Bolsonaro tem feito reiteradas críticas a líderes de esquerda eleitos em países vizinhos, como Fernandez e Gabriel Boric, do Chile. O presidente deixou de comparecer à cúpula do Mercosul, realizada no último dia 21 em Assunção, mas disse que “o Paraguai é um dos poucos países da América do Sul que ainda não é vermelho, e eu tenho uma consideração muito grande pelo Marito”, em referência a Mario Benitez, presidente do país vizinho.
A Hungria, comandada pelo primeiro-ministro Viktor Orbán, é outra referência: a presidente do país Katalin Novák veio ao Brasil em junho e foi recebida por Bolsonaro no Palácio do Planalto.
O filho “03” de Bolsonaro, o deputado federal Eduardo Bolsonaro (PL-SP), é atuante na temática internacional e participou recentemente do evento Student Action Summit, mobilização de grupos de direita nos EUA. “Hoje falei nos EUA sobre o cenário político do Brasil e os perigos de se flertar com o socialismo, além de atos autoritários recentes como a desmonetização de canais conservadores”, disse.

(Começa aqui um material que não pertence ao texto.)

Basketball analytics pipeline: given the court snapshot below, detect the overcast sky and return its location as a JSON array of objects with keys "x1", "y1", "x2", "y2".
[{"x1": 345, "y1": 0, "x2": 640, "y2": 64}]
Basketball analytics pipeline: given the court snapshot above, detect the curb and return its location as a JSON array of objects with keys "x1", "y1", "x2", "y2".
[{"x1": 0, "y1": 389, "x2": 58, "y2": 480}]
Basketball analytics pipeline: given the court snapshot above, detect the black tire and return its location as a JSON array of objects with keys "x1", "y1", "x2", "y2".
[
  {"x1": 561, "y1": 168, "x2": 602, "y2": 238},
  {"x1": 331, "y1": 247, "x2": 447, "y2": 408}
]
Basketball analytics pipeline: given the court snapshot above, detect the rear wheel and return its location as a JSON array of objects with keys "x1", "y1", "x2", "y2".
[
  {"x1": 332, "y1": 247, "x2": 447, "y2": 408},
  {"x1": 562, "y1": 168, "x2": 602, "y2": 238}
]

2018 mudou ótica da população sobre relações internacionais
O cientista político Rafael Cortez, da Tendências Consultoria, avalia que o tema das relações internacionais nas campanhas eleitorais brasileiras adquiriu nova dimensão após a disputa de 2018. Segundo ele, naquele ano o tópico passou a ser “nacionalizado” pelas candidaturas e, assim, entrou nas discussões da população comum.
“Isso tudo teve impacto na construção do discurso político de Bolsonaro. Quando ele, em 2018, falou sobre Cuba, Venezuela, Argentina, China e operações internacionais do BNDES, ele conseguiu popularizar um debate que via de regra é mais prejudicado”, colocou.
Bolsonaro e seus aliados costumam trazer à discussão a simpatia que setores do PT e da esquerda brasileira têm pelos regimes ditatoriais de Cuba e Venezuela. O presidente também enfatiza com frequência que o modelo da Argentina, liderada por Alberto Fernandez e Cristina Kirchner, ampliou os problemas do país. A frase “vai pra Cuba” passou a fazer parte do vocabulário político do Brasil a partir da década passada, usada por militantes anti-PT.
Apesar de identificar a mudança do peso no enfoque de questões internacionais, Cortez acredita que o assunto não ganhou musculatura suficiente para reverter uma disputa eleitoral. “Não é um movimento que por si só vá promover grandes alterações [na eleição de outubro]”, expôs. Ele expande a abordagem para uma tentativa da chamada terceira via, com Ciro Gomes (PDT), Simone Tebet (MDB) ou André Janones (Avante), de explorar o assunto. “Não imagino isso como um canal que possa dar força à terceira via”, apontou.